The main reason for having dedicated solution methods for linear and nonnegative programs is efficiency: if the solver knows that the program is linear, it can save some computations compared to the general solver that unknowingly has to fiddle around with a zero \( D\)-matrix. As in Section Robustness above, we can argue that checking in advance whether \( D=0\) is not an option in general, since this may require \( \Omega(n^2)\) time on the dense interface.

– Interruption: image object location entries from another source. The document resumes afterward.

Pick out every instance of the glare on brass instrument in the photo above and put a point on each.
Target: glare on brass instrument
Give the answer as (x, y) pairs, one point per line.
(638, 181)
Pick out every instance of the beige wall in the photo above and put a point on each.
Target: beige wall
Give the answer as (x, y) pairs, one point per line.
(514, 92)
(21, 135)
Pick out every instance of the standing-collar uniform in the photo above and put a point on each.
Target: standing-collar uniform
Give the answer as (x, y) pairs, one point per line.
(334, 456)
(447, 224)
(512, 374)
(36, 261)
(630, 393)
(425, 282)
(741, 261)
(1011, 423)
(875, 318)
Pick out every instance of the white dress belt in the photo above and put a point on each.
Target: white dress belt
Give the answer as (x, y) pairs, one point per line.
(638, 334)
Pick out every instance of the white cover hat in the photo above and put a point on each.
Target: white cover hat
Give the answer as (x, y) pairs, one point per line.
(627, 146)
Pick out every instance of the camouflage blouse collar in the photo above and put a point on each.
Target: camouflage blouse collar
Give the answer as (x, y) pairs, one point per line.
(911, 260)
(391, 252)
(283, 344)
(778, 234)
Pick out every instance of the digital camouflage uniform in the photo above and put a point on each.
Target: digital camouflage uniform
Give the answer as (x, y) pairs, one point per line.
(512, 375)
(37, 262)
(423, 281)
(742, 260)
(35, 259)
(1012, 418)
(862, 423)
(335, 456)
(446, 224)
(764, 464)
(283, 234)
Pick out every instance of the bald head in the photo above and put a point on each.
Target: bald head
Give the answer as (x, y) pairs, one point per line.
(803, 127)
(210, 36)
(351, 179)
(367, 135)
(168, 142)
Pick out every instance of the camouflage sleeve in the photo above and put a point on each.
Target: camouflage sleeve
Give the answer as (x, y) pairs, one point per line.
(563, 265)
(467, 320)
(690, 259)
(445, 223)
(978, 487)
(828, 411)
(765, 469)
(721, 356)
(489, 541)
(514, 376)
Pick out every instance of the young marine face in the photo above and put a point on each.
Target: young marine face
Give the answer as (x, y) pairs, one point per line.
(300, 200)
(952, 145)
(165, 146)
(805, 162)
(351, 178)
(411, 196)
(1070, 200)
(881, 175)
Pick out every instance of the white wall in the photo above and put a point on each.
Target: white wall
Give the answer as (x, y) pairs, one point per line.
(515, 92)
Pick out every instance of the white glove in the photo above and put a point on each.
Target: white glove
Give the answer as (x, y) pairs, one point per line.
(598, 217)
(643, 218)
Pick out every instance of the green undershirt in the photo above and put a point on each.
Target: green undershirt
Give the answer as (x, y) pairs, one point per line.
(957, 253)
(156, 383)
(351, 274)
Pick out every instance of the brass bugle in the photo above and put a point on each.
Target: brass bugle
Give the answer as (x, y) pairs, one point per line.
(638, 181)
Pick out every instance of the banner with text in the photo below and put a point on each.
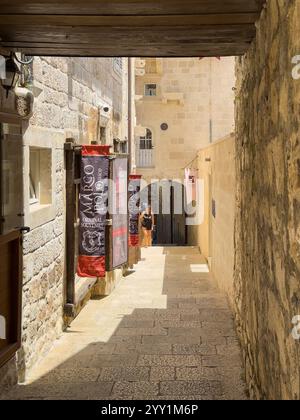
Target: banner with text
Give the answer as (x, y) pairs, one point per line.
(93, 209)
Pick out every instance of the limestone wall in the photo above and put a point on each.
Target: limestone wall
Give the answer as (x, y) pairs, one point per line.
(195, 98)
(70, 97)
(215, 165)
(267, 234)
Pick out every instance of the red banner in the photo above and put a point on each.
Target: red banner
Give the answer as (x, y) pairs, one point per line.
(134, 209)
(93, 209)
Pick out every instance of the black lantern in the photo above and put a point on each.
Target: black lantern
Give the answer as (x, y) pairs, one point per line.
(11, 75)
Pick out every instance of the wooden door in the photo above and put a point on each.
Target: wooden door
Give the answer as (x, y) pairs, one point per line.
(171, 225)
(10, 295)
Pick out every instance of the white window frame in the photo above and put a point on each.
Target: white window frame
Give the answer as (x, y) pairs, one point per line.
(34, 176)
(148, 90)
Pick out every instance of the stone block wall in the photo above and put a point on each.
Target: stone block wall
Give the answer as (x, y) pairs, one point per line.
(70, 97)
(267, 233)
(215, 167)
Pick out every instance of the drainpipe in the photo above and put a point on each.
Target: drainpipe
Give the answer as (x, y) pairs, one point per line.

Similarly, if the solver knows that the program is nonnegative, it will be more efficient than under the general bounds \( \qpl\leq \qpx \leq \qpu\). You can argue that nonnegativity is something that could easily be checked in time \(O(n)\) beforehand, but then again nonnegative programs are so frequent that the syntactic sugar aspect becomes somewhat important. After all, we can save four iterators in specifying a nonnegative linear program in terms of the concept NonnegativeLinearProgram
rather than LinearProgram
.
Often, there are no bounds at all for the variables, i.e., all entries of \( \qpl\) are \( -\infty\), and all entries of \( \qpu\) are \( \infty\) (this is called a free program). There is no dedicated solution method for this case (a free quadratic or linear program is treated like a general quadratic or linear program), but all predefined models make it easy to specify all sorts of default bounds, covering the free case.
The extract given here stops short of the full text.